Но я не увидел этого. Напротив, увидел, что преследователи не отстают, а догоняют. Постепенно, но довольно заметно разделяющие их четыре мили превратились в три. Проводник тоже заметил этот все сокращающийся интервал и сказал:
– Очень странно! Ничего не понимаю. Черная лошадь, должно быть, ранена: уж очень тяжело она идет.
Пока он говорил это, преследуемый всадник приблизился к роще и явно пытался до нее добраться. Но что это ему даст? Если надеется спрятаться, это не поможет и на пять минут. Толпа преследователей сразу прочешет всю рощу. Тогда зачем он к ней едет?
– Может быть, – предположил Гринлиф, – его лошадь хочет пить, и он думает, что потом она поскачет быстрее. Возможно. Все-таки что-то случилось с лошадью.
Преследуемый добрался до рощи; преследователи – теперь я ясно видел, что это индейцы, – еще находились в трех милях за ним. Скакали они не быстро; очевидно, лошади устали после долгой скачки; и тем не менее расстояние сокращалось. Всадник, добравшись до рощи, исчез в ней.
Долго ли он там пробудет? Мы напряженно ждали, когда он покажется снова. Прошло пять минут – достаточно, чтобы вволю напиться лошади; шесть… семь… по прежнему ни следа… а черная когорта все ближе и ближе. Неужели он отыскал убежище среди деревьев, собираясь дорого продать свою жизнь? Или в отчаянии решил умереть? А может, лошадь, напившись, упала замертво?
– Ура! Он выехал! – воскликнул мой спутник, когда по другую сторону рощи показалось красно-черное пятно и заскользило в сторону Лас Крусес. – Теперь посмотрим, стало ли легче лошади после питья, – добавил он. Мы стояли молча и смотрели.
Мы надеялись, что преследователи задержатся в роще, чтобы обыскать ее. Но нет; они скакали широким фронтом; и не успел всадник в красной накидке отъехать на сто ярдов, как индейцы на флангах его увидели. Поэтому в рощу они вообще не зашли; проскакали мимо. Теперь снова все дело решала скорость лошадей, и черная лошадь, несомненно, скакала резвее. Но я заметил, что скачет она как-то странно, неровно, временами подскакивая, словно от удара хлыстом или шпорами. Однако в бинокль я не видел никаких движений всадника, а повод был не у него в руках, а свисал с шеи лошади.
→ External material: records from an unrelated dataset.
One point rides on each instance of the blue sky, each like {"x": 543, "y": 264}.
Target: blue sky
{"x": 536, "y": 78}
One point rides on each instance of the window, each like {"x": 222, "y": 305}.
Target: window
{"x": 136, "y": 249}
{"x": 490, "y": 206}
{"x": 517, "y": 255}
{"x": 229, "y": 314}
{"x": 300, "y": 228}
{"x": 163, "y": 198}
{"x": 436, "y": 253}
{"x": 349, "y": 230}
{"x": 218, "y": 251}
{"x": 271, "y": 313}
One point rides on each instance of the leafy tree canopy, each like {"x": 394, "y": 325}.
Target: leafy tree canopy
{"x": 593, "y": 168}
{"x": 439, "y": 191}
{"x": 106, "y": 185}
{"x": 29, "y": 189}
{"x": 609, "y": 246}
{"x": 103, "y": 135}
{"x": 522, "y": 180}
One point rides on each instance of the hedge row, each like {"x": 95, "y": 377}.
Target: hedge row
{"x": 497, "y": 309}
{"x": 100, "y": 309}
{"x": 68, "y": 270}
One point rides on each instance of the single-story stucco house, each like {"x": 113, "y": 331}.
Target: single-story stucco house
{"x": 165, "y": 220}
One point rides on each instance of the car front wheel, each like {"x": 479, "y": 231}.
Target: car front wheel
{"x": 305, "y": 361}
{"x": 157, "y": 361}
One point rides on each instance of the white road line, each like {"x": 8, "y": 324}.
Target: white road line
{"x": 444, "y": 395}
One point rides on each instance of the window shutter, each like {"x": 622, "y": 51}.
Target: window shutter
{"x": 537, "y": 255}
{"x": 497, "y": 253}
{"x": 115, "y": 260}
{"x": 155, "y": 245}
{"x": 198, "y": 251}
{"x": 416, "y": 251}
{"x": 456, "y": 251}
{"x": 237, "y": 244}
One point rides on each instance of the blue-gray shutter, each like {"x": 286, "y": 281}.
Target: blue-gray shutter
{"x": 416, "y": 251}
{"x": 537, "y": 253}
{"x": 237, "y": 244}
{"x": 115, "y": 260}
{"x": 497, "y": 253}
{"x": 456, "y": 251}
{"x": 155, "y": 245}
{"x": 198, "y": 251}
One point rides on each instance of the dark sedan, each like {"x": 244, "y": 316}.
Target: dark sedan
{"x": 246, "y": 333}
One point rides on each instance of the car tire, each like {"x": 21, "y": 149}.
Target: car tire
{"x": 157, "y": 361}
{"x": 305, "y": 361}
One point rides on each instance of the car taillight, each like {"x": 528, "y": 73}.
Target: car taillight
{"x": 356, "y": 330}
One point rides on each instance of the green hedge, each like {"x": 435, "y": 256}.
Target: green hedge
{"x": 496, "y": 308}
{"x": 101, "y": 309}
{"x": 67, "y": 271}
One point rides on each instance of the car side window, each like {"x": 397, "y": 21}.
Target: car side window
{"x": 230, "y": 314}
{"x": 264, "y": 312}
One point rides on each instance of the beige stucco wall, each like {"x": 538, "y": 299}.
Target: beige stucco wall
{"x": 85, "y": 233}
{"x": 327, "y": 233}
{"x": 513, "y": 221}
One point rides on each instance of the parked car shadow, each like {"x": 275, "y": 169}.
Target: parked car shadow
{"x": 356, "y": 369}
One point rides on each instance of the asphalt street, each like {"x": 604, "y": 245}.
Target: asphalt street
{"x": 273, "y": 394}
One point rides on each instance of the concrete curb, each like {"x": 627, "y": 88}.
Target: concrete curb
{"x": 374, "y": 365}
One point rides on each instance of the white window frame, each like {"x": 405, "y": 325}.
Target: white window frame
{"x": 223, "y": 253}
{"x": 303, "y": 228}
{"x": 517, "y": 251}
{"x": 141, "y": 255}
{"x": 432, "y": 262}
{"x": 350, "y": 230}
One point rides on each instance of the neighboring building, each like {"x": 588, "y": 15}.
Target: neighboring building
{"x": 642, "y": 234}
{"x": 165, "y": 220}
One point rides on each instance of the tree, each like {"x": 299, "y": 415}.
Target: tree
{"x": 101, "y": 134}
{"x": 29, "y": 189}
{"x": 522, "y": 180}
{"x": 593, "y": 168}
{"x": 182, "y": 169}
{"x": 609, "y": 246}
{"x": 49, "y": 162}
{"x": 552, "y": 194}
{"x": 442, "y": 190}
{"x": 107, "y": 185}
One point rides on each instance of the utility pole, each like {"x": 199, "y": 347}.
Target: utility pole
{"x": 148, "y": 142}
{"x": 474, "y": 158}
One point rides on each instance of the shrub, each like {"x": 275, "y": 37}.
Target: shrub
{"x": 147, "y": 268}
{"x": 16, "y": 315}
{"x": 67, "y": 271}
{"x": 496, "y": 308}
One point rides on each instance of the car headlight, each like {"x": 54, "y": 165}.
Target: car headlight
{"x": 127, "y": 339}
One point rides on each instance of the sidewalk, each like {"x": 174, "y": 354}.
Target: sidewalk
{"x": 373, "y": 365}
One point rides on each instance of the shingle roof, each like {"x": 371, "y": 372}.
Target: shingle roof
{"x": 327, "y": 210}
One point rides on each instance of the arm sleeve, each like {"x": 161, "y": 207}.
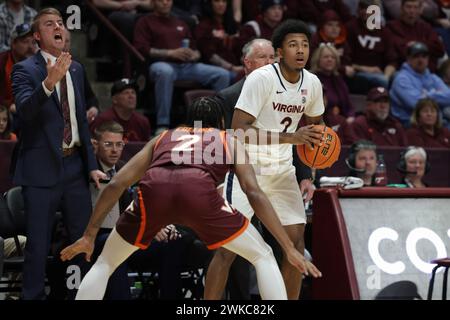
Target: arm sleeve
{"x": 29, "y": 97}
{"x": 315, "y": 107}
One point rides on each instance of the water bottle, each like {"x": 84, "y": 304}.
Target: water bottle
{"x": 185, "y": 43}
{"x": 381, "y": 173}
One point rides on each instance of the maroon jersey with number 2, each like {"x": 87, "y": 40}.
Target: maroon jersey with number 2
{"x": 180, "y": 188}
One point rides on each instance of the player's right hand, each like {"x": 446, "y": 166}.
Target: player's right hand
{"x": 309, "y": 135}
{"x": 304, "y": 266}
{"x": 82, "y": 245}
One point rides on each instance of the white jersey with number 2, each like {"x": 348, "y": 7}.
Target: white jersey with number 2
{"x": 278, "y": 106}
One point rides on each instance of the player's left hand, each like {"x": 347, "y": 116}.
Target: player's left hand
{"x": 82, "y": 245}
{"x": 306, "y": 186}
{"x": 304, "y": 266}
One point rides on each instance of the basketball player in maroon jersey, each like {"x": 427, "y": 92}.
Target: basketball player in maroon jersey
{"x": 186, "y": 194}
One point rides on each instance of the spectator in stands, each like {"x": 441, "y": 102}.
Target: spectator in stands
{"x": 376, "y": 124}
{"x": 12, "y": 14}
{"x": 189, "y": 11}
{"x": 426, "y": 126}
{"x": 362, "y": 161}
{"x": 311, "y": 10}
{"x": 410, "y": 28}
{"x": 332, "y": 31}
{"x": 91, "y": 99}
{"x": 22, "y": 47}
{"x": 325, "y": 63}
{"x": 444, "y": 72}
{"x": 108, "y": 146}
{"x": 123, "y": 111}
{"x": 5, "y": 125}
{"x": 264, "y": 24}
{"x": 216, "y": 34}
{"x": 414, "y": 81}
{"x": 414, "y": 165}
{"x": 373, "y": 56}
{"x": 161, "y": 37}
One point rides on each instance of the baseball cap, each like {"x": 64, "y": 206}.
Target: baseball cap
{"x": 266, "y": 4}
{"x": 123, "y": 84}
{"x": 416, "y": 48}
{"x": 21, "y": 30}
{"x": 377, "y": 93}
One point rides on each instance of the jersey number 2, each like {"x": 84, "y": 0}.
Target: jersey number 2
{"x": 286, "y": 122}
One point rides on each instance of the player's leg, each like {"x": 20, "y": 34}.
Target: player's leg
{"x": 94, "y": 284}
{"x": 251, "y": 246}
{"x": 217, "y": 274}
{"x": 292, "y": 277}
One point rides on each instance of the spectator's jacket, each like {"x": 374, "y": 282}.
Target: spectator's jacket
{"x": 409, "y": 86}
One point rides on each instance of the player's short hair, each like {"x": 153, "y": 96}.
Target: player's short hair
{"x": 286, "y": 27}
{"x": 208, "y": 110}
{"x": 108, "y": 126}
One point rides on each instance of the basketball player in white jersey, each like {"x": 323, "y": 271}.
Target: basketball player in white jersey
{"x": 273, "y": 100}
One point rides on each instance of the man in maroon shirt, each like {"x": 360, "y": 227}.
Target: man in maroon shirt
{"x": 376, "y": 124}
{"x": 168, "y": 43}
{"x": 264, "y": 25}
{"x": 123, "y": 111}
{"x": 409, "y": 27}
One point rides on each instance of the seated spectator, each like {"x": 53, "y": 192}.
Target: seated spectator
{"x": 123, "y": 111}
{"x": 22, "y": 47}
{"x": 373, "y": 56}
{"x": 5, "y": 125}
{"x": 216, "y": 34}
{"x": 444, "y": 72}
{"x": 332, "y": 31}
{"x": 426, "y": 126}
{"x": 414, "y": 165}
{"x": 325, "y": 64}
{"x": 91, "y": 100}
{"x": 362, "y": 161}
{"x": 12, "y": 14}
{"x": 410, "y": 28}
{"x": 376, "y": 124}
{"x": 311, "y": 11}
{"x": 161, "y": 37}
{"x": 189, "y": 11}
{"x": 414, "y": 81}
{"x": 264, "y": 24}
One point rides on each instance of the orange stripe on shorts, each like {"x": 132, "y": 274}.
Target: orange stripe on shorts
{"x": 142, "y": 224}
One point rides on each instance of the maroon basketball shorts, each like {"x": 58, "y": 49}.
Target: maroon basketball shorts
{"x": 180, "y": 195}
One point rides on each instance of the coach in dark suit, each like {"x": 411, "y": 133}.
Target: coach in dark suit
{"x": 55, "y": 157}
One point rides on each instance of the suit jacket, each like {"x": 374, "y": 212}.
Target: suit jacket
{"x": 40, "y": 156}
{"x": 229, "y": 96}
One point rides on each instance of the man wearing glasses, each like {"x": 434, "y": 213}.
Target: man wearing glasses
{"x": 123, "y": 111}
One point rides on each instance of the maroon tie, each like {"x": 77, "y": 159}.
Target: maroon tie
{"x": 66, "y": 111}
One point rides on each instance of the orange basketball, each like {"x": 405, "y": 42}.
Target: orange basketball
{"x": 323, "y": 156}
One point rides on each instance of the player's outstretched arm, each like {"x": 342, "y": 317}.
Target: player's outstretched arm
{"x": 265, "y": 212}
{"x": 127, "y": 176}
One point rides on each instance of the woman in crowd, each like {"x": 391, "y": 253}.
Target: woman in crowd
{"x": 426, "y": 126}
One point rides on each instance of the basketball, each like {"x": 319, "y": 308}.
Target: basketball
{"x": 323, "y": 156}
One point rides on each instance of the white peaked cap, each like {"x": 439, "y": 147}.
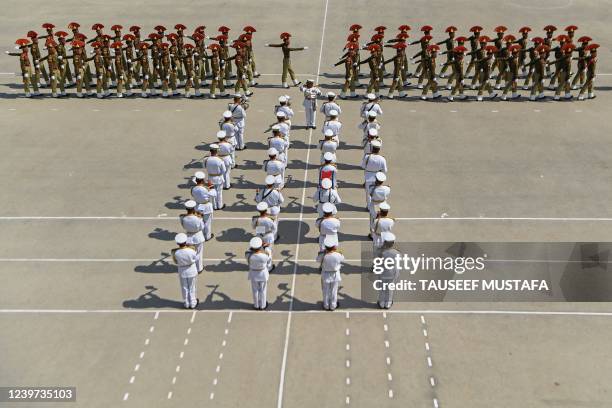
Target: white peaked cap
{"x": 270, "y": 179}
{"x": 380, "y": 176}
{"x": 388, "y": 236}
{"x": 329, "y": 208}
{"x": 255, "y": 243}
{"x": 330, "y": 241}
{"x": 329, "y": 156}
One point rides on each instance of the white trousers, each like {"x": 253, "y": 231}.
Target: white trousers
{"x": 189, "y": 291}
{"x": 311, "y": 114}
{"x": 240, "y": 136}
{"x": 218, "y": 203}
{"x": 330, "y": 294}
{"x": 259, "y": 289}
{"x": 207, "y": 219}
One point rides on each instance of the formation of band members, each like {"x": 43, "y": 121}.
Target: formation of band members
{"x": 215, "y": 177}
{"x": 173, "y": 60}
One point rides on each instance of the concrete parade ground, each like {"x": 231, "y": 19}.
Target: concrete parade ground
{"x": 92, "y": 189}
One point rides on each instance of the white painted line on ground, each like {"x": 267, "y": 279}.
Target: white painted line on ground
{"x": 317, "y": 311}
{"x": 281, "y": 384}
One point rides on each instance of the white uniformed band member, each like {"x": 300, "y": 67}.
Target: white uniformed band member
{"x": 389, "y": 275}
{"x": 185, "y": 258}
{"x": 325, "y": 194}
{"x": 311, "y": 93}
{"x": 239, "y": 119}
{"x": 215, "y": 167}
{"x": 258, "y": 260}
{"x": 328, "y": 225}
{"x": 193, "y": 225}
{"x": 330, "y": 262}
{"x": 371, "y": 164}
{"x": 204, "y": 198}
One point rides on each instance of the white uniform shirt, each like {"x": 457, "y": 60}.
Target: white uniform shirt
{"x": 230, "y": 131}
{"x": 215, "y": 167}
{"x": 378, "y": 194}
{"x": 203, "y": 197}
{"x": 331, "y": 263}
{"x": 334, "y": 125}
{"x": 372, "y": 164}
{"x": 238, "y": 114}
{"x": 370, "y": 107}
{"x": 193, "y": 225}
{"x": 271, "y": 196}
{"x": 185, "y": 259}
{"x": 310, "y": 95}
{"x": 258, "y": 265}
{"x": 330, "y": 106}
{"x": 274, "y": 167}
{"x": 329, "y": 226}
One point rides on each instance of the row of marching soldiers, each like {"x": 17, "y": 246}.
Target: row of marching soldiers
{"x": 207, "y": 197}
{"x": 128, "y": 61}
{"x": 512, "y": 57}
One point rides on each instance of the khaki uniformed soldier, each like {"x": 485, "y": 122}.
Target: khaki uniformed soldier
{"x": 100, "y": 70}
{"x": 120, "y": 70}
{"x": 578, "y": 80}
{"x": 450, "y": 45}
{"x": 287, "y": 50}
{"x": 216, "y": 70}
{"x": 351, "y": 64}
{"x": 39, "y": 69}
{"x": 591, "y": 65}
{"x": 424, "y": 43}
{"x": 27, "y": 73}
{"x": 185, "y": 257}
{"x": 485, "y": 72}
{"x": 398, "y": 70}
{"x": 145, "y": 71}
{"x": 374, "y": 62}
{"x": 250, "y": 53}
{"x": 475, "y": 46}
{"x": 533, "y": 57}
{"x": 513, "y": 65}
{"x": 55, "y": 74}
{"x": 457, "y": 64}
{"x": 429, "y": 72}
{"x": 539, "y": 69}
{"x": 330, "y": 263}
{"x": 562, "y": 73}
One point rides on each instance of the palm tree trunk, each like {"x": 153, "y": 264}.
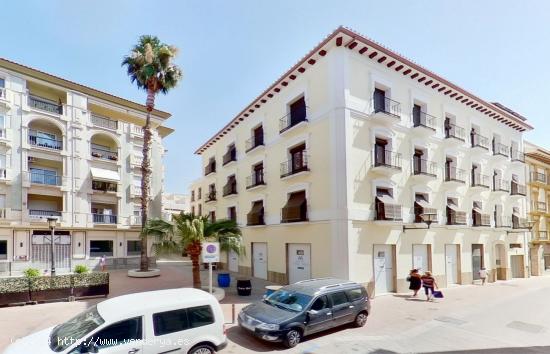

Я дивился всему этому; рассказал спутнику – невооруженным глазом он этого не видел, – и он тоже удивился.
Наше удивление еще не достигло кульминации, хотя дело шло к этому. Индейцы продолжали догонять; наконец дикари, размахивая оружием, устремились вперед. Дюжина индейцев догнала всадника и поскакала рядом с ним. Я ожидал увидеть на траве красную накидку, а под ней мертвое тело.
Но нет! Что они там делают?
– Что это? – спросил Гринлиф, удивленный не меньше меня: индейцы неожиданно остановились и, словно по приказу, попятились! И не стали возобновлять преследование; напротив, собрались группой, несколько секунд возбужденно жестикулировали, потом повернули лошадей и поехали назад, медленно и удрученно, словно в похоронной процессии.
На этот раз они вошли в рощу, видимо, намереваясь напоить лошадей, но вскоре снова выехали и направились туда, откуда появились. Мы следили за ними, пока их фигуры не потерялись на фоне сиерры, которая ограничивает равнину с юга; красная накидка давно исчезла из виду в противоположном направлении.
– Клянусь прыгающим жеребцом! – воскликнул Гринлиф, когда мы сели верхом и направились домой. – За четверть столетия жизни в горах и прериях ничего подобного не видел; а ведь я был в Скалистых горах вплоть до Орегона; никогда не встречал такую загадку! Если бы я не был уверен, что в красной накидке был молодой Наварро, я бы сказал, что это сам дьявол и что он пришел с Зачарованной горы. Потому что она действительно зачарованная, капитан; и чем скорей мы отсюда уберемся, тем безопасней для наших скальпов.
Глава VI
Фиеста де ла Нативидад
Мы вернулись в Лас Крусес вскоре после полудня и обнаружили, что фиеста уже в полном разгаре. «Гонка за быком», «петушиный бой», состязание всадников и другие национальные виды спорта проводились на обширной равнине вблизи каса гранде; здесь был воздвигнут большой навес, украшенный гирляндами цветов и ветвями вечнозеленых растений. Ибо, хотя наступило Рождество, Коагуила расположена в районе, где растут пальмы, и воздух был теплый, как весной на севере. Собралось очень много народу – короче, все, кто жил в округе в двадцать миль: вакерос, ранчерос и тому подобное, встречались и представители высшего класса – хасиенадос. Женщины были представлены смуглыми девушками, одетыми в лучшие платья; среди них встречались настоящие красавицы. Воздух был полон звуками музыки, гитарными аккордами; джарана[22] смешивались с веселыми голосами, песнями и смехом.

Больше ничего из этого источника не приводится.